Al volver a casa, derrotados por no haber podido llegar a ningún acuerdo, sentían hastío y ansiedad. 
-Sólo quiero llegar a casa y meterme en la cama. Se desahogaba Sebastián subiendo en el ascensor con su familia. 
Paró en su piso y abrió la puerta Sebastián, para que salieran los pequeños y su mujer, cuando al ver la entrada de su casa Miranda gritó:
-¡¿qué significa eso?!Señalando a la puerta.
Mientras estuvieron fuera, se presentó en su casa una patrulla y un cerrajero por orden del juez, y tras forzar la cerradura, accedieron al interior, cambiaron las llaves y precintaron la entrada con cintas de la Policía. Una vez acabaron el desahucio, el sargento de la patrulla, llamó al juez y después, al director del banco. 
Esa era la señal acordada entre el sargento y don Alberto, para despistar a los deudores, y agilizar los continuos desalojos de familias amparados por la ley, sin el más mínimo escrúpulo. 
Ahí estaban los dos, en silencio, incrédulos e inmóviles, sin sangre en las venas. 
Tardaron un tiempo en asimilar la nueva situación en la que se habían visto abocados, en la calle, sin un techo, sin trabajo, sin comida y con dos hijos pequeños que mantener. 
Su primera opción fue acudir a la asistenta social que conocía Miranda, y que les diesen una solución a tanto problema. 
Y así, acabaron en un albergue abarrotado de familias con su misma situación. Un lugar caótico donde reinaba la ley del más fuerte, del más rápido, en definitiva, el más caradura que tomase decisiones sin el más mínimo escrúpulo, pasando por encima de cualquiera. 
Un lugar así, se debería regir por una serie de normas, de conductas, pero, desgraciadamente hubo muchos que se las saltaron, por que podían y lo hacían por pura anarquía. 
Prohibido fumar en el interior del albergue, pero quien quería fumar, lo hacía sin importarle quien tuviese al lado. 
Prohibido comer en las zonas de descanso, pero si tenían hambre y comida en la cama, comían.
Prohibido introducir bebidas alcohólicas, y casi cada noche había borrachos como cubas a diestro y siniestro.
Prohibido el sexo en las instalaciones, y algunas mujeres y muchachos, incluso se prostituían en el interior, a la vista de todos y delante de los niños.
A Miranda como a muchas otras mujeres, a menudo le ofrecían dinero a cambio de tener sexo con ella. Claro está que eso nunca ocurrió, y se cuidó de que aquellas insinuaciones jamás llegasen a Sebastián, pondría mucho en riesgo, y ella tenía suficiente temperamento como para resolver aquel entuerto. Incluso con sus hijos delante, tal era la degeneración de algunos individuos, que les daba igual. 
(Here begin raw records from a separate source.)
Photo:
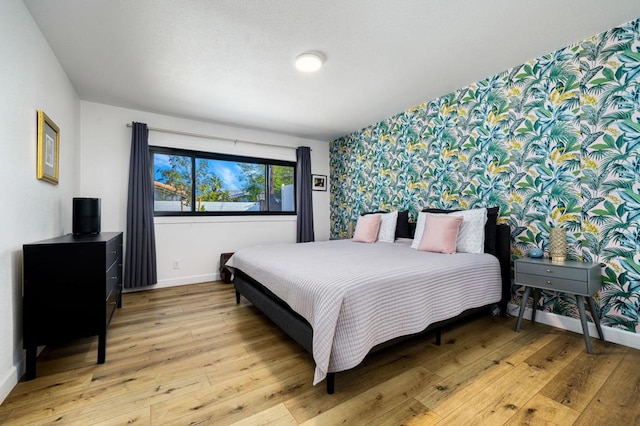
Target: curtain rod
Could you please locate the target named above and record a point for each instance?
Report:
(217, 138)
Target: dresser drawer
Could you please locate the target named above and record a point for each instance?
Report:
(552, 271)
(112, 278)
(552, 283)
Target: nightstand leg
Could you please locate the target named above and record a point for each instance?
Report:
(534, 304)
(596, 318)
(523, 305)
(583, 320)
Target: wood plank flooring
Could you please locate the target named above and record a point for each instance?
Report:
(190, 355)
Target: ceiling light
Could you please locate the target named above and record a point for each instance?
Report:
(309, 62)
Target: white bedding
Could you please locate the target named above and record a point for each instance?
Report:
(357, 295)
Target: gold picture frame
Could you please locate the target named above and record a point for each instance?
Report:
(48, 149)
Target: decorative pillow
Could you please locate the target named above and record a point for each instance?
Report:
(489, 227)
(417, 235)
(387, 231)
(471, 233)
(402, 225)
(367, 228)
(440, 233)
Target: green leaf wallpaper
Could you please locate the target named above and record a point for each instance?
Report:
(553, 142)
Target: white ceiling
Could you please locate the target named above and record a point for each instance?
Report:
(231, 61)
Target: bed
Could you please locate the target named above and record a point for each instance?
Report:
(341, 300)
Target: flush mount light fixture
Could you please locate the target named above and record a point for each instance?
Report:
(309, 62)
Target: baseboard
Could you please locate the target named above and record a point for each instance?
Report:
(9, 381)
(174, 282)
(611, 334)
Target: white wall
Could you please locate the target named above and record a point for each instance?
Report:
(195, 242)
(30, 79)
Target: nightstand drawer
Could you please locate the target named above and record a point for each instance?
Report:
(553, 271)
(553, 283)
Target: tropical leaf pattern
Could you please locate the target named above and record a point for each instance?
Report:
(553, 142)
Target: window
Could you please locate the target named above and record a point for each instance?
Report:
(194, 183)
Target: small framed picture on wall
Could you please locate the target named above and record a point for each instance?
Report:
(48, 149)
(319, 182)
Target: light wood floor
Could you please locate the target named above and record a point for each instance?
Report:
(189, 355)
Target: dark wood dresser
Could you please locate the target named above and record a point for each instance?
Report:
(72, 286)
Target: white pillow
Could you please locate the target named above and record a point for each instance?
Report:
(417, 236)
(387, 232)
(471, 234)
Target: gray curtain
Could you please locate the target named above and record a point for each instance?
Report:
(303, 195)
(140, 257)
Sebastián no siempre estaba para defender la honra de su mujer, era indispensable salir para conseguir algo de dinero. 

En cuanto reunía algo de chatarra o unos cartones, los vendía en la chatarrería por unas pocas monedas.
Otras veces salía muy temprano del albergue y se dirigía al puerto de atraque, por si salía alguna descarga de casualidad.